BIRTH INJURY – Medical Malpractice Lawsuit Failure to Appreciate Fetal Distress Results in Brain Damage and Cerebral Palsy.
Mom presented to the hospital with a diagnosis of pregnancy and labor approximately one week before her due date. Her obstetrical history included a vaginal delivery at 36 weeks in 2003 of a five pound, 8 ounce infant, with no complications. Risk assessment included history of gestational diabetes. Fetal heart tracings began at approximately 2:40 pm. Nursing notes indicate that Pitocin was started at 4:40 pm.

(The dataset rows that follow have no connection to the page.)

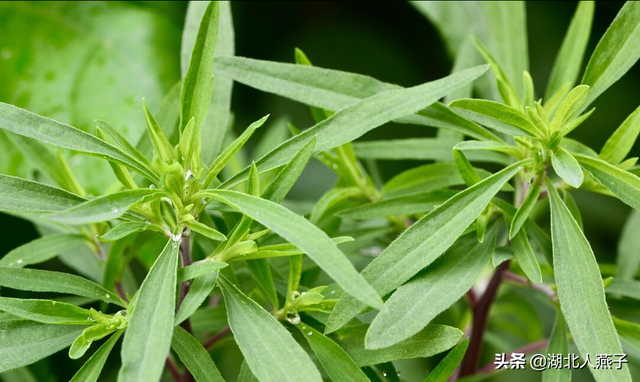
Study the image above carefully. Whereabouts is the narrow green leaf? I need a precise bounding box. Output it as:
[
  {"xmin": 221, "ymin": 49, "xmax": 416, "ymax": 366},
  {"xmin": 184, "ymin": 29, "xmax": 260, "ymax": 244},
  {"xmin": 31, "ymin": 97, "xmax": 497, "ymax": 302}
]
[
  {"xmin": 600, "ymin": 107, "xmax": 640, "ymax": 164},
  {"xmin": 365, "ymin": 230, "xmax": 497, "ymax": 349},
  {"xmin": 224, "ymin": 65, "xmax": 487, "ymax": 185},
  {"xmin": 47, "ymin": 188, "xmax": 162, "ymax": 225},
  {"xmin": 220, "ymin": 278, "xmax": 322, "ymax": 382},
  {"xmin": 616, "ymin": 210, "xmax": 640, "ymax": 280},
  {"xmin": 511, "ymin": 229, "xmax": 542, "ymax": 283},
  {"xmin": 0, "ymin": 102, "xmax": 158, "ymax": 183},
  {"xmin": 0, "ymin": 267, "xmax": 125, "ymax": 306},
  {"xmin": 382, "ymin": 163, "xmax": 464, "ymax": 197},
  {"xmin": 178, "ymin": 259, "xmax": 229, "ymax": 283},
  {"xmin": 180, "ymin": 1, "xmax": 220, "ymax": 131},
  {"xmin": 551, "ymin": 147, "xmax": 584, "ymax": 188},
  {"xmin": 118, "ymin": 240, "xmax": 179, "ymax": 382},
  {"xmin": 0, "ymin": 233, "xmax": 86, "ymax": 268},
  {"xmin": 96, "ymin": 120, "xmax": 151, "ymax": 166},
  {"xmin": 575, "ymin": 154, "xmax": 640, "ymax": 211},
  {"xmin": 98, "ymin": 222, "xmax": 148, "ymax": 243},
  {"xmin": 449, "ymin": 99, "xmax": 539, "ymax": 137},
  {"xmin": 171, "ymin": 326, "xmax": 224, "ymax": 382},
  {"xmin": 550, "ymin": 85, "xmax": 589, "ymax": 133},
  {"xmin": 336, "ymin": 325, "xmax": 463, "ymax": 367},
  {"xmin": 185, "ymin": 220, "xmax": 227, "ymax": 241},
  {"xmin": 69, "ymin": 330, "xmax": 124, "ymax": 382},
  {"xmin": 180, "ymin": 1, "xmax": 235, "ymax": 164},
  {"xmin": 326, "ymin": 162, "xmax": 523, "ymax": 333},
  {"xmin": 582, "ymin": 1, "xmax": 640, "ymax": 107},
  {"xmin": 247, "ymin": 259, "xmax": 279, "ymax": 310},
  {"xmin": 424, "ymin": 338, "xmax": 469, "ymax": 382},
  {"xmin": 547, "ymin": 181, "xmax": 631, "ymax": 382},
  {"xmin": 215, "ymin": 57, "xmax": 501, "ymax": 141},
  {"xmin": 203, "ymin": 114, "xmax": 269, "ymax": 185},
  {"xmin": 0, "ymin": 297, "xmax": 93, "ymax": 325},
  {"xmin": 296, "ymin": 324, "xmax": 369, "ymax": 382},
  {"xmin": 542, "ymin": 310, "xmax": 571, "ymax": 382},
  {"xmin": 262, "ymin": 137, "xmax": 317, "ymax": 203},
  {"xmin": 509, "ymin": 179, "xmax": 540, "ymax": 239},
  {"xmin": 338, "ymin": 190, "xmax": 456, "ymax": 220},
  {"xmin": 203, "ymin": 190, "xmax": 382, "ymax": 307},
  {"xmin": 0, "ymin": 174, "xmax": 84, "ymax": 213},
  {"xmin": 544, "ymin": 1, "xmax": 595, "ymax": 99},
  {"xmin": 0, "ymin": 321, "xmax": 85, "ymax": 373},
  {"xmin": 173, "ymin": 271, "xmax": 219, "ymax": 325}
]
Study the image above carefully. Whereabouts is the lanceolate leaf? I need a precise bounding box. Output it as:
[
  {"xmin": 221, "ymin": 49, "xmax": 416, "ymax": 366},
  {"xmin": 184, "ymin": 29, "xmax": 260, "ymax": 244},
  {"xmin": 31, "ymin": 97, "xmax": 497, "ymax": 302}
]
[
  {"xmin": 547, "ymin": 181, "xmax": 631, "ymax": 382},
  {"xmin": 542, "ymin": 311, "xmax": 571, "ymax": 382},
  {"xmin": 582, "ymin": 1, "xmax": 640, "ymax": 108},
  {"xmin": 224, "ymin": 65, "xmax": 487, "ymax": 185},
  {"xmin": 600, "ymin": 107, "xmax": 640, "ymax": 164},
  {"xmin": 336, "ymin": 325, "xmax": 463, "ymax": 367},
  {"xmin": 424, "ymin": 338, "xmax": 469, "ymax": 382},
  {"xmin": 616, "ymin": 211, "xmax": 640, "ymax": 280},
  {"xmin": 118, "ymin": 240, "xmax": 179, "ymax": 382},
  {"xmin": 551, "ymin": 147, "xmax": 584, "ymax": 188},
  {"xmin": 215, "ymin": 57, "xmax": 500, "ymax": 141},
  {"xmin": 0, "ymin": 102, "xmax": 158, "ymax": 182},
  {"xmin": 450, "ymin": 99, "xmax": 538, "ymax": 137},
  {"xmin": 171, "ymin": 326, "xmax": 224, "ymax": 382},
  {"xmin": 69, "ymin": 330, "xmax": 124, "ymax": 382},
  {"xmin": 0, "ymin": 233, "xmax": 87, "ymax": 268},
  {"xmin": 544, "ymin": 1, "xmax": 595, "ymax": 100},
  {"xmin": 203, "ymin": 190, "xmax": 382, "ymax": 307},
  {"xmin": 0, "ymin": 267, "xmax": 125, "ymax": 306},
  {"xmin": 297, "ymin": 324, "xmax": 369, "ymax": 382},
  {"xmin": 47, "ymin": 188, "xmax": 162, "ymax": 224},
  {"xmin": 326, "ymin": 162, "xmax": 523, "ymax": 333},
  {"xmin": 0, "ymin": 297, "xmax": 93, "ymax": 325},
  {"xmin": 575, "ymin": 154, "xmax": 640, "ymax": 211},
  {"xmin": 0, "ymin": 321, "xmax": 86, "ymax": 373},
  {"xmin": 220, "ymin": 279, "xmax": 322, "ymax": 382},
  {"xmin": 0, "ymin": 174, "xmax": 84, "ymax": 212},
  {"xmin": 365, "ymin": 227, "xmax": 497, "ymax": 349},
  {"xmin": 180, "ymin": 1, "xmax": 220, "ymax": 131}
]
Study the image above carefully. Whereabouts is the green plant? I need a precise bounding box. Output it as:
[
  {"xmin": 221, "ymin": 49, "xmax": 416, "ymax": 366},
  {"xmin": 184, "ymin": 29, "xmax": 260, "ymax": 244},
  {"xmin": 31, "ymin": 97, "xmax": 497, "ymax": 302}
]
[{"xmin": 0, "ymin": 2, "xmax": 640, "ymax": 381}]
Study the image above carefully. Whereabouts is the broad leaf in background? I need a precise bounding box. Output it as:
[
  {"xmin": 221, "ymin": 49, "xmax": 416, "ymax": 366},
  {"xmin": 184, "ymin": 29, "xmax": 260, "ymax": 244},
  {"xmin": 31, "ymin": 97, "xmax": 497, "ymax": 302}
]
[
  {"xmin": 0, "ymin": 2, "xmax": 182, "ymax": 192},
  {"xmin": 220, "ymin": 279, "xmax": 322, "ymax": 382},
  {"xmin": 547, "ymin": 181, "xmax": 631, "ymax": 382},
  {"xmin": 118, "ymin": 240, "xmax": 179, "ymax": 382}
]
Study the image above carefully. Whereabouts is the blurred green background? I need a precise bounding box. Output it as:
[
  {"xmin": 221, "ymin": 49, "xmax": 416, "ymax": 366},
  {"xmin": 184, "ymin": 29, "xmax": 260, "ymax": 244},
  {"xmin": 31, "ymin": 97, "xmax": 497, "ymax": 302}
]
[{"xmin": 0, "ymin": 1, "xmax": 640, "ymax": 381}]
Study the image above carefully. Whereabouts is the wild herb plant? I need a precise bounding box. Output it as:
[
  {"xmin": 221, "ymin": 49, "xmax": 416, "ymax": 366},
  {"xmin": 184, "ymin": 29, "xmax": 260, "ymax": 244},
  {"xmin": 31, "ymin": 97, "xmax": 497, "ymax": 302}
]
[{"xmin": 0, "ymin": 2, "xmax": 640, "ymax": 381}]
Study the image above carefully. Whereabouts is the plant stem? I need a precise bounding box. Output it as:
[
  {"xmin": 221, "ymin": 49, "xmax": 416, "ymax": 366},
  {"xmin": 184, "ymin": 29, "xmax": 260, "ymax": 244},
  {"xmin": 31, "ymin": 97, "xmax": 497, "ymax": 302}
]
[
  {"xmin": 202, "ymin": 326, "xmax": 231, "ymax": 350},
  {"xmin": 460, "ymin": 261, "xmax": 510, "ymax": 377}
]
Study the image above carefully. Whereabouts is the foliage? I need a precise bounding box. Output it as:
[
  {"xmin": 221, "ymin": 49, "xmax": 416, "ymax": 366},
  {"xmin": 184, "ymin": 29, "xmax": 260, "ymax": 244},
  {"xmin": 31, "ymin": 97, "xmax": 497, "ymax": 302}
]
[{"xmin": 0, "ymin": 2, "xmax": 640, "ymax": 382}]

The start of variable decelerations was around 7:24 pm. There was a pattern of greater than 5 contractions per 5-minute window is recorded at 1924, indicating hyper-stimulation. The failure to decrease to decrease or stop the pitocin administration was a departure from the standard of care as hyperstimulation is well know to cause consumption of fetal oxygen reserve and may cause or contribute to the development of a non-reassuring fetal heart rate pattern, fetal academia and hypoxemia. It was also a breach of the standard of care not to place an internal uterine pressure monitor as well as an internal fetal scalp electrode in order to adequately assess the uterine contraction patter and the response of the fetal heart activity. The pattern of uterine hyperstimulation continued with decreased fetal heart rate variability and loss of accelerations, indicating a non-reassuring fetal heart rate patterns.
The doctor and midwives failed to appreciate that the bay was suffering from fetal distress and never offered a caesarian section to the parents. As a result, the child suffered severe oxygen deprivation and was born with brain damage, and cerebral palsy.
Following mediation, the case was settled for the amount of $4,000,000.00.